The Organization for Security and Co-operation in Europe (OSCE) is “the world's largest security-oriented intergovernmental organization. Its mandate includes issues such as arms control and the promotion of human rights, freedom of the press and fair elections.” It is considered a ‘regional organization’ by the UN – another regional organization recognized by the UN is NATO. OSCE is no more under the authority of the UN than is NATO.
The ‘charter’ of OSCE is a document created and signed in 1990 in Copenhagen, when the organization was being formed as the Conference of Security and Co-operation in Europe. In signing that document, the United States agreed that “The participating States consider that the presence of observers, both foreign and domestic, can enhance the electoral process for States in which elections are taking place. They therefore invite observers from any other CSCE participating States and any appropriate private institutions and organizations who may wish to do so to observe the course of their national election proceedings, to the extent permitted by law. They will also endeavour to facilitate similar access for election proceedings held below the national level. Such observers will undertake not to interfere in the electoral proceedings.”
Soon after OSCE announced it would once again be sending observers to the US to observe elections, the reactions of some apparently less than well informed, if not entirely politically motivated, individuals ranged from simple outrage to actual threats of arrest. The response from OSCE has been just as blunt, and the situation has garnered national attention.
Considering this is far from the first time OSCE observers have been present in a US polling place, why the hue and cry now? Why was there no pushback in 2002 when they were invited by Bush? Or 2004 or 2006 or 2008 or 2010?

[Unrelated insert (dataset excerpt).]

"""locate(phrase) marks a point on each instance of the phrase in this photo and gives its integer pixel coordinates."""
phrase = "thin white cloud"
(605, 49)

Maybe because the observers actually look like this:
Now – aside from the politicization aspect…. The author has worked as an election official for 20 years in his state, and has his own opinions on the function and value of poll watchers. If the polling location is run properly, and the poll watchers do not themselves create a hindrance or otherwise impede the process, then the poll officials (or voters) should have no concerns. However, in my state, such an observer would have to arrive at the polling location with a certificate signed by either the candidate he/she is representing or the local political party office. Otherwise they would be required to conduct their observations from outside a 30 ft. perimeter from the doors to the voting place. So does the Texas AG have grounds on which to bar an international observer from a polling place? In a nutshell, Yes. In Texas, one of the qualifications for a poll watcher is that the individual must be a registered voter in the county they are observing in for a general election. One other violation of Texas code noted in the photo above is that the observer is wearing a nametag. (Yes, seriously). And in Texas the perimeter around the polling place would be 100 feet. Resolution of that issue will be the responsibility of the Texas Secretary of State and US Sec. State Clinton.